そこでどこと取引するかだ。例の領主の取り巻き組はこちらにあまり好意的でない。分断の意味で取引することも考えられるが、マルキに伝えられると面倒だ。やはり避けておいた方がいいだろう。
そうすると次は土着組だ。かといってどこに取引を持ち掛けていいかわからない。ただこういう時こそ商業ギルドの出番だろう。
分担金払って嫌味やくだらない演説だけ聞かされるのではかなわない。マスターのパストーリ氏は割と実直そうな人なので相談するのがよさそうだ。
そういうわけで、相談に行くと、3つほど業者を紹介してくれたので、口止めしたうえで全部に取引を持ち掛ける。あくまでも少しずつだ。

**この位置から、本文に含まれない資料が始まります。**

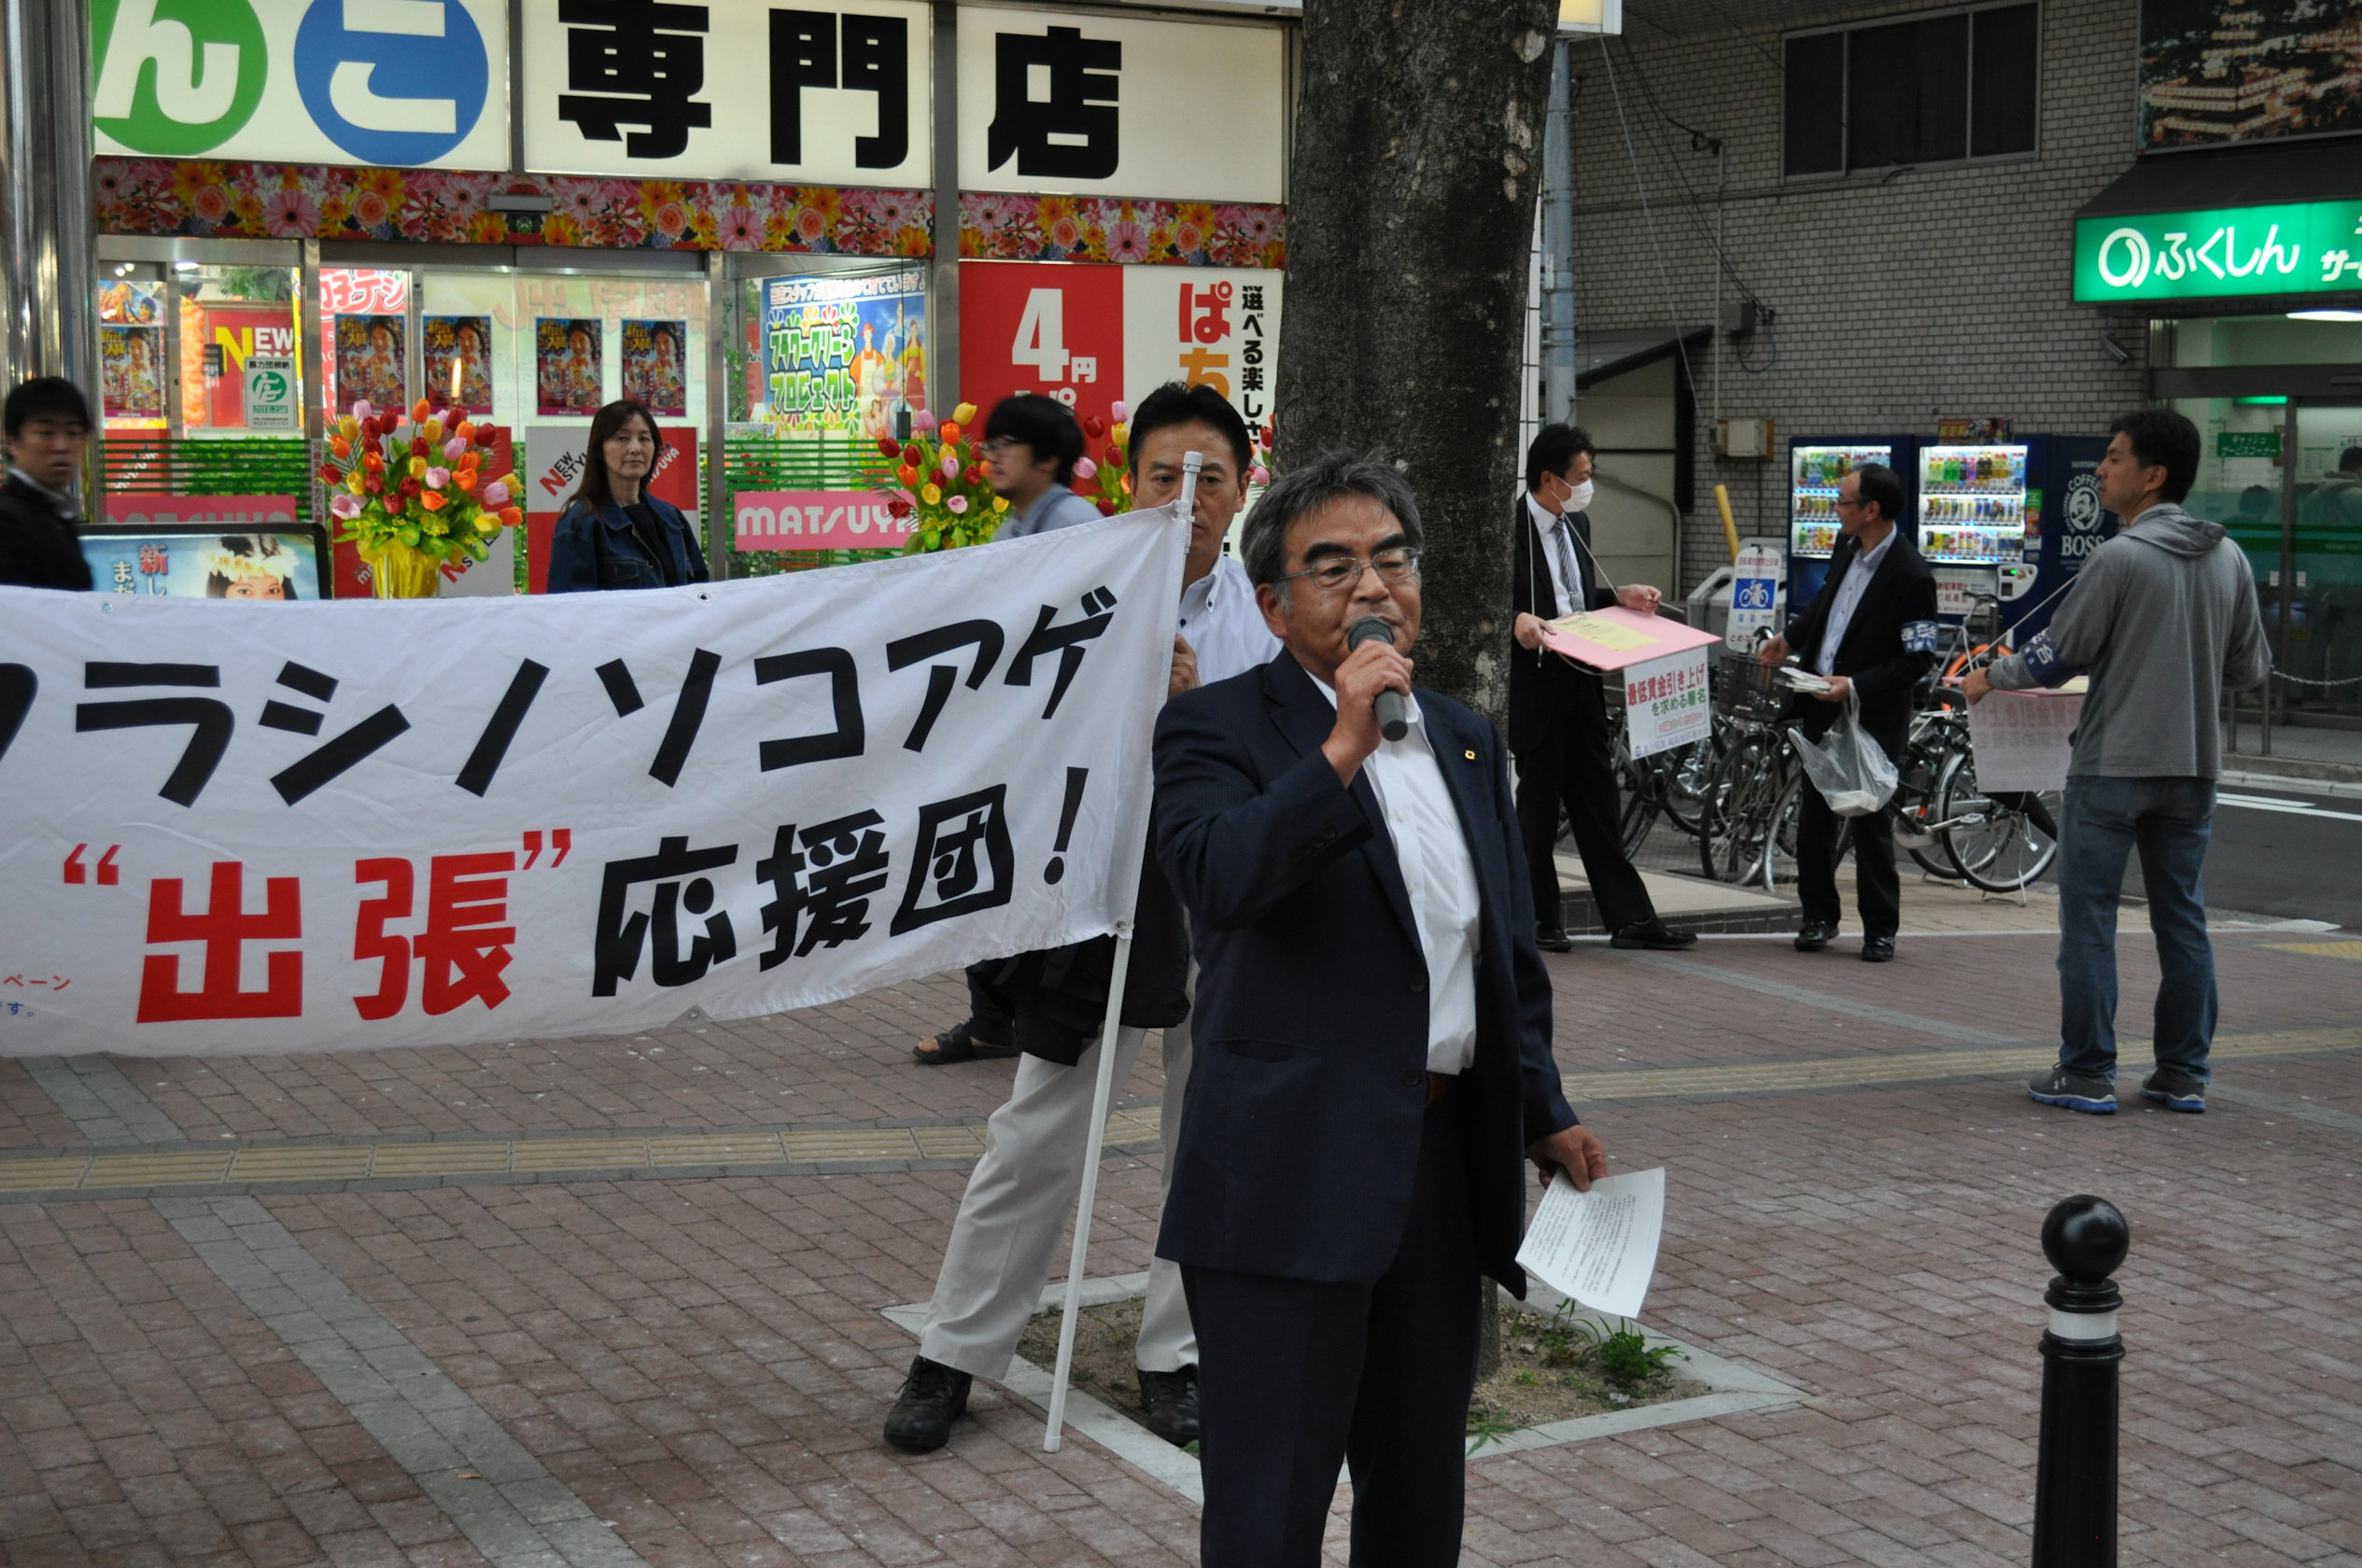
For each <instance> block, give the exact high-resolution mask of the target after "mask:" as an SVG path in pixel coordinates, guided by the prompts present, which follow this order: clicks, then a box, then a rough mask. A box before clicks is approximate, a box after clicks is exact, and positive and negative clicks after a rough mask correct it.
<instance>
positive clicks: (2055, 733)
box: [1968, 692, 2083, 793]
mask: <svg viewBox="0 0 2362 1568" xmlns="http://www.w3.org/2000/svg"><path fill="white" fill-rule="evenodd" d="M2081 718H2083V697H2081V694H2064V692H1991V694H1989V697H1984V701H1979V704H1977V706H1972V708H1970V711H1968V741H1970V746H1972V749H1975V760H1977V789H1982V791H1986V793H1991V791H1996V789H2067V763H2069V758H2071V756H2074V746H2071V744H2069V741H2071V737H2074V727H2076V723H2081Z"/></svg>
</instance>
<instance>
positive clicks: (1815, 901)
mask: <svg viewBox="0 0 2362 1568" xmlns="http://www.w3.org/2000/svg"><path fill="white" fill-rule="evenodd" d="M1831 723H1835V720H1833V718H1831V720H1828V723H1821V725H1819V732H1814V725H1805V734H1807V737H1812V739H1821V734H1826V732H1828V725H1831ZM1868 737H1871V739H1873V741H1878V749H1880V751H1885V753H1887V760H1894V758H1897V756H1901V749H1904V737H1901V734H1892V732H1880V730H1871V732H1868ZM1838 831H1840V829H1838V812H1833V810H1828V801H1823V798H1821V791H1819V789H1814V786H1812V779H1805V786H1802V789H1800V791H1797V803H1795V895H1797V902H1802V904H1805V923H1807V926H1828V928H1835V926H1838V916H1840V914H1842V907H1840V904H1838ZM1854 902H1857V904H1859V907H1861V935H1864V937H1892V935H1894V933H1897V930H1901V923H1904V888H1901V878H1899V876H1897V874H1894V803H1892V801H1887V803H1885V805H1883V808H1878V810H1875V812H1871V815H1868V817H1854Z"/></svg>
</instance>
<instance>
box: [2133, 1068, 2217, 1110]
mask: <svg viewBox="0 0 2362 1568" xmlns="http://www.w3.org/2000/svg"><path fill="white" fill-rule="evenodd" d="M2140 1098H2142V1100H2157V1103H2159V1105H2164V1108H2166V1110H2187V1112H2190V1115H2206V1079H2194V1077H2190V1074H2187V1072H2182V1070H2178V1067H2159V1070H2157V1072H2152V1074H2149V1077H2145V1079H2142V1082H2140Z"/></svg>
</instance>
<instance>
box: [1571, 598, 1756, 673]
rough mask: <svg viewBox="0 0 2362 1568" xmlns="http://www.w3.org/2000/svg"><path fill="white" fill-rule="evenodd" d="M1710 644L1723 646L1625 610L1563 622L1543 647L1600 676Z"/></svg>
mask: <svg viewBox="0 0 2362 1568" xmlns="http://www.w3.org/2000/svg"><path fill="white" fill-rule="evenodd" d="M1708 642H1722V638H1717V635H1715V633H1710V631H1698V628H1696V626H1684V623H1682V621H1670V619H1665V616H1644V614H1637V612H1630V609H1625V607H1623V605H1611V607H1606V609H1590V612H1580V614H1571V616H1559V619H1557V621H1547V623H1545V628H1542V647H1547V649H1552V652H1554V654H1564V656H1566V659H1573V661H1575V664H1580V666H1585V668H1592V671H1601V673H1604V671H1620V668H1625V666H1627V664H1646V661H1649V659H1663V656H1665V654H1682V652H1689V649H1694V647H1703V645H1708Z"/></svg>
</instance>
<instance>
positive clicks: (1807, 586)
mask: <svg viewBox="0 0 2362 1568" xmlns="http://www.w3.org/2000/svg"><path fill="white" fill-rule="evenodd" d="M1911 449H1913V442H1911V437H1904V435H1861V437H1790V442H1788V605H1790V614H1797V612H1802V609H1805V605H1812V595H1816V593H1821V583H1823V581H1826V579H1828V557H1831V553H1833V550H1835V548H1838V484H1840V482H1842V479H1845V475H1849V472H1854V470H1857V468H1861V465H1866V463H1885V465H1887V468H1892V470H1894V475H1897V477H1899V479H1901V482H1904V489H1906V491H1908V489H1911V479H1913V472H1911Z"/></svg>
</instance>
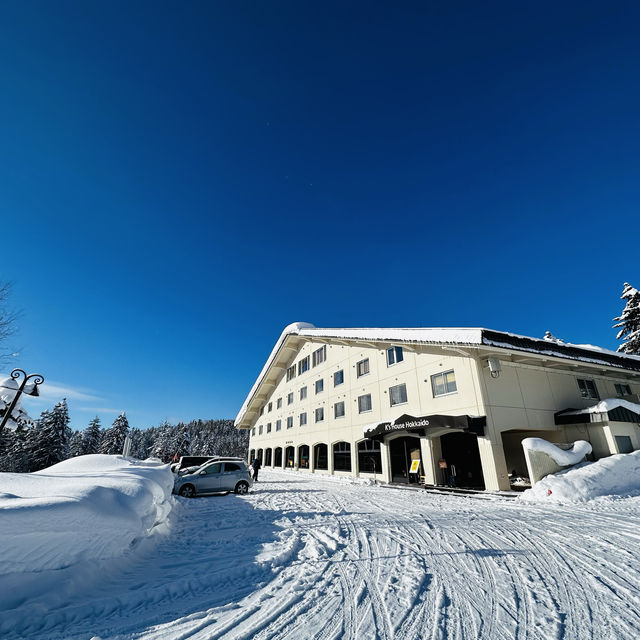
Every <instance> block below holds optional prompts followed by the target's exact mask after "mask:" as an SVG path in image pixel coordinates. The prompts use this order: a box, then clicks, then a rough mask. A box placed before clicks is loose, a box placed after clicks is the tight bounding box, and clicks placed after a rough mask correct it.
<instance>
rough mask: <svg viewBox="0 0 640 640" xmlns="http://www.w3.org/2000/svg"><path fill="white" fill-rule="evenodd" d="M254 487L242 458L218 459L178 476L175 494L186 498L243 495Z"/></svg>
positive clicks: (174, 481) (246, 492) (173, 488)
mask: <svg viewBox="0 0 640 640" xmlns="http://www.w3.org/2000/svg"><path fill="white" fill-rule="evenodd" d="M252 485H253V480H252V479H251V474H250V473H249V467H248V466H247V463H246V462H245V461H244V460H243V459H242V458H216V459H214V460H210V461H209V462H207V463H205V464H203V465H201V466H200V467H196V468H195V469H193V470H185V473H180V474H178V475H177V476H176V478H175V481H174V484H173V492H174V493H177V494H178V495H180V496H183V497H185V498H193V497H195V496H197V495H204V494H209V493H221V492H229V491H233V492H235V493H238V494H241V495H242V494H245V493H247V491H249V487H251V486H252Z"/></svg>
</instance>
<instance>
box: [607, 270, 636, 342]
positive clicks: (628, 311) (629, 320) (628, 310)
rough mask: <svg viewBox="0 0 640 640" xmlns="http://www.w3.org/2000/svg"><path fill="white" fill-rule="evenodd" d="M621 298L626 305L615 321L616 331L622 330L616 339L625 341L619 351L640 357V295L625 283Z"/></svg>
mask: <svg viewBox="0 0 640 640" xmlns="http://www.w3.org/2000/svg"><path fill="white" fill-rule="evenodd" d="M620 298H621V299H622V300H625V301H626V304H625V307H624V309H623V310H622V313H621V314H620V316H619V317H618V318H614V319H613V321H614V322H615V323H616V324H614V325H613V327H614V329H617V328H619V329H620V331H618V335H617V336H616V339H617V340H623V341H624V342H623V343H622V344H621V345H620V346H619V347H618V351H622V352H624V353H633V354H638V355H640V293H639V292H638V290H637V289H635V288H634V287H632V286H631V285H630V284H629V283H628V282H625V283H624V287H623V289H622V295H621V296H620Z"/></svg>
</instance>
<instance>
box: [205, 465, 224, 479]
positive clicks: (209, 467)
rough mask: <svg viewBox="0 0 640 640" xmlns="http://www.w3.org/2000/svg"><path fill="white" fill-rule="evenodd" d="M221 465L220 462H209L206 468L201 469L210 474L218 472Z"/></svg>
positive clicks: (206, 473)
mask: <svg viewBox="0 0 640 640" xmlns="http://www.w3.org/2000/svg"><path fill="white" fill-rule="evenodd" d="M221 467H222V464H221V463H219V462H216V463H215V464H211V465H209V466H208V467H207V468H206V469H203V471H204V472H205V473H206V474H207V475H208V476H210V475H212V474H214V473H220V468H221Z"/></svg>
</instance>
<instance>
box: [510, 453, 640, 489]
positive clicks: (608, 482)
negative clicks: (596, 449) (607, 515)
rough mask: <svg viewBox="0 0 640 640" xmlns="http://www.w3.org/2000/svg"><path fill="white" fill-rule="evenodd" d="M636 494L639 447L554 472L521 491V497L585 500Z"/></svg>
mask: <svg viewBox="0 0 640 640" xmlns="http://www.w3.org/2000/svg"><path fill="white" fill-rule="evenodd" d="M638 495H640V451H634V452H633V453H627V454H620V455H616V456H610V457H608V458H602V459H601V460H598V461H597V462H585V463H584V464H581V465H578V466H577V467H573V468H572V469H568V470H567V471H561V472H560V473H555V474H552V475H549V476H546V478H543V479H542V480H540V482H537V483H536V485H535V486H534V487H533V488H532V489H528V490H527V491H525V492H524V493H523V494H522V496H520V499H521V500H531V501H549V500H555V501H560V502H587V501H589V500H593V499H594V498H604V497H605V496H610V497H614V496H625V497H626V496H638Z"/></svg>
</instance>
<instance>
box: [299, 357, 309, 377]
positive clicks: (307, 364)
mask: <svg viewBox="0 0 640 640" xmlns="http://www.w3.org/2000/svg"><path fill="white" fill-rule="evenodd" d="M305 371H309V356H307V357H306V358H302V360H300V362H298V375H300V374H301V373H304V372H305Z"/></svg>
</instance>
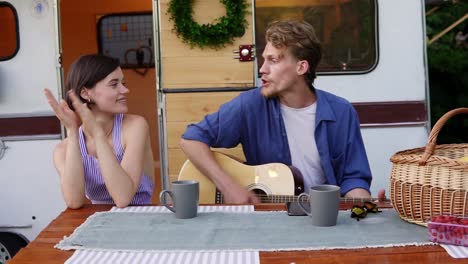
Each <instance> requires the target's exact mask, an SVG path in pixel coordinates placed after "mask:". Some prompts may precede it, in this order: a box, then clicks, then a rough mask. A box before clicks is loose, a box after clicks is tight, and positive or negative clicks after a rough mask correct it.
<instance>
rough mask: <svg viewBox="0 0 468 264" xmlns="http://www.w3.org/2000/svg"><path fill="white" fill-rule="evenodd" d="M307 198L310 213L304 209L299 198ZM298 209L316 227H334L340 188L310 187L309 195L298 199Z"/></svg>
mask: <svg viewBox="0 0 468 264" xmlns="http://www.w3.org/2000/svg"><path fill="white" fill-rule="evenodd" d="M306 196H307V197H309V203H310V212H309V211H307V209H306V208H305V207H304V204H303V203H304V202H303V201H302V199H301V198H303V197H306ZM298 203H299V207H300V208H301V209H302V211H304V213H306V214H307V215H309V216H310V217H311V218H312V224H313V225H316V226H334V225H336V219H337V218H338V210H339V208H340V187H339V186H336V185H328V184H324V185H316V186H313V187H310V190H309V193H308V194H307V193H301V194H300V195H299V197H298Z"/></svg>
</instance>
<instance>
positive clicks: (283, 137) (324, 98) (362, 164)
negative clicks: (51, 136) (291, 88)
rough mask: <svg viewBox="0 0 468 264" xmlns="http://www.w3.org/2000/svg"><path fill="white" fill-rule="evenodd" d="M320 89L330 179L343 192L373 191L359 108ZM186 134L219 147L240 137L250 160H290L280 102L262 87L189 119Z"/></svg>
mask: <svg viewBox="0 0 468 264" xmlns="http://www.w3.org/2000/svg"><path fill="white" fill-rule="evenodd" d="M316 95H317V113H316V120H315V141H316V144H317V149H318V152H319V155H320V161H321V164H322V168H323V172H324V173H325V176H326V178H327V183H328V184H334V185H339V186H340V187H341V195H344V194H346V193H347V192H348V191H350V190H352V189H354V188H363V189H366V190H367V191H369V192H370V190H369V189H370V184H371V181H372V175H371V172H370V167H369V162H368V160H367V156H366V151H365V148H364V143H363V141H362V136H361V131H360V125H359V118H358V115H357V112H356V110H355V109H354V108H353V106H352V105H351V104H350V103H349V102H348V101H347V100H345V99H343V98H341V97H338V96H336V95H333V94H331V93H328V92H325V91H322V90H319V89H316ZM182 137H183V138H184V139H189V140H197V141H201V142H204V143H206V144H208V145H209V146H210V147H215V148H231V147H235V146H237V145H238V144H239V143H240V144H241V145H242V149H243V151H244V155H245V158H246V164H248V165H260V164H265V163H272V162H280V163H284V164H286V165H292V164H291V154H290V150H289V144H288V138H287V136H286V129H285V127H284V122H283V118H282V116H281V108H280V102H279V100H278V99H277V98H270V99H268V98H265V97H264V96H263V95H262V94H261V93H260V88H256V89H253V90H250V91H247V92H243V93H241V94H240V95H239V96H237V97H236V98H234V99H233V100H231V101H229V102H227V103H225V104H223V105H222V106H221V107H220V108H219V111H218V112H216V113H213V114H209V115H207V116H205V118H204V119H203V120H202V121H201V122H200V123H198V124H191V125H189V126H188V127H187V130H186V131H185V133H184V134H183V135H182ZM303 176H304V177H307V175H303Z"/></svg>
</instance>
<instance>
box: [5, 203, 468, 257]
mask: <svg viewBox="0 0 468 264" xmlns="http://www.w3.org/2000/svg"><path fill="white" fill-rule="evenodd" d="M346 207H348V206H347V205H342V208H346ZM381 207H382V206H381ZM110 208H111V206H108V205H86V206H85V207H83V208H81V209H78V210H72V209H67V210H65V211H64V212H62V213H61V214H60V215H59V216H58V217H57V219H55V220H54V221H52V222H51V223H50V224H49V225H48V226H47V227H46V228H45V229H44V230H43V231H42V232H41V233H40V234H39V236H38V237H37V238H36V239H35V240H34V241H32V242H31V243H29V244H28V245H27V246H26V247H25V248H23V249H21V250H20V251H19V252H18V254H17V255H16V256H15V257H14V258H13V259H12V260H11V261H9V262H8V264H19V263H51V264H52V263H64V262H65V261H66V260H67V259H68V258H69V257H71V255H72V254H73V251H63V250H59V249H55V248H54V245H55V244H57V243H58V242H59V241H60V240H61V239H63V237H64V236H69V235H70V234H72V233H73V231H74V230H75V228H77V227H78V226H79V225H81V224H82V223H83V222H84V221H85V220H86V219H87V218H88V216H90V215H92V214H93V213H95V212H99V211H107V210H109V209H110ZM284 209H285V206H284V204H259V205H255V210H257V211H265V210H284ZM382 228H385V227H382ZM298 231H299V232H300V230H298ZM369 235H372V234H369ZM260 262H261V263H262V264H264V263H271V264H276V263H278V264H279V263H295V264H299V263H327V264H328V263H346V264H350V263H415V264H416V263H417V264H419V263H444V264H447V263H468V259H455V258H452V257H450V255H449V254H448V253H447V252H446V251H445V250H444V249H443V248H442V247H440V246H407V247H389V248H372V249H349V250H314V251H279V252H260Z"/></svg>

よそから仕入れることになれば、うちの倉庫にドナーティ以外の馬車が来る。それをマルキがかぎつけたとき問題になるかもしれない。
ただうちがドナーティの同業者の問屋から買い付ければマルキは面白くないだろうが、生産者から直接買い付けるのはマルキだって許容するだろう。
だから生産者からの振りをして、マルキが何か聞いてきてものらりくらりとかわせばいい。別にバレたところで、多少うるさいことを言われるかもしれないが、大した被害もない。
これでマルキが卸しを止めて来てもしばらくすれば対応できるようになるだろう。
ところが実はマルキはとても止められるような状況ではなかったことがずっと後になってわかった。